Lombard Odier Private Bank has focused on improving awareness and the transparency of ESG investing.
Chief investment officer Stephane Monier explains that it has an analytical framework called CAR – standing for Consciousness, Actions, Results – for the listed companies it covers.
“This rates their behaviour towards the environment, social objectives and their governance. It gives us not aggregated but granular data,” he explains. “For us it is very important to invest in a company who acts on this and gets results. We can decide on the firms who are talkers, doers and achievers.”
Lombard gives a score to companies according to how, for example, they manage their staff, interact with their suppliers or control their direct emissions. It also measures the real impact a business has on the environment or society.
“We talk to our clients about their ESG beliefs,” Monier adds. “This means that using our data and scores we can provide our investors with personalised sustainability solutions.
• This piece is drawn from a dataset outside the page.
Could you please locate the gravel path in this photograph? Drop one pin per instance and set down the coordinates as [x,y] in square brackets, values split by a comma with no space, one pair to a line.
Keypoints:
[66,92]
They fit the clients needs and preferences.”
Hewitt says this can be tricky to get right. “One of the criticisms of the SDGs is the difficulty of relating these with practical day to day progress measurements,” he says. “You can measure a healthcare firm’s revenues, the number of people they have treated or trained but determining what percentage of progress they have made in ESG targets is more difficult.
“Investors want to know what difference their money has helped create so investment providers need to make sure their narrative is clear and transparent without disappointing them. They could show trends at company and portfolio level and give their clients benchmarks to judge against.
“Say an investment manager is running a portfolio managing energy transition. He or she might be criticised for having an oil company in there which is trying to move towards renewable energy,” he says. “Some investors may say, ‘yes we need to engage with them’ whilst others will say ‘no way’ to an oil stock. They not disagreeing about the overall objective but about the strategy.
Hewitt says investor communications are vital in this instance: “That’s where the investment managers’ communications really come into play. They need to make sure they are absolutely clear on how the strategy works so the client doesn’t expect one thing but sees another.”
Will personalised ESGs grow?
Murphy says the European MiFID II extension making it compulsory to ask all investors for their ESG preferences may have a small impact.
“It seems to be written with large pension schemes and funds in mind rather than discretionary investment managers so the language and thus the precise intent isn’t very clear,” he states. “However, I suspect that the sheer scale of this task and the short time horizon for implementation would swamp the personalised approach for most firms – ESG light and ESG heavy might be the best most could come up with as a choice for smaller clients. A skew towards companies with higher ESG ratings could be an example of a light version. In short, I suspect the personalised approach will remain a niche.”
However, Caldecott is more optimistic. He believes products for retail investors will become increasingly sophisticated in how they account for the sustainability preferences of individuals.
“Part of this future will involve highly customisable and personalised ETFs that can dynamically adjust to changing preferences given risk appetite and other constraints, all done via an app,” he says.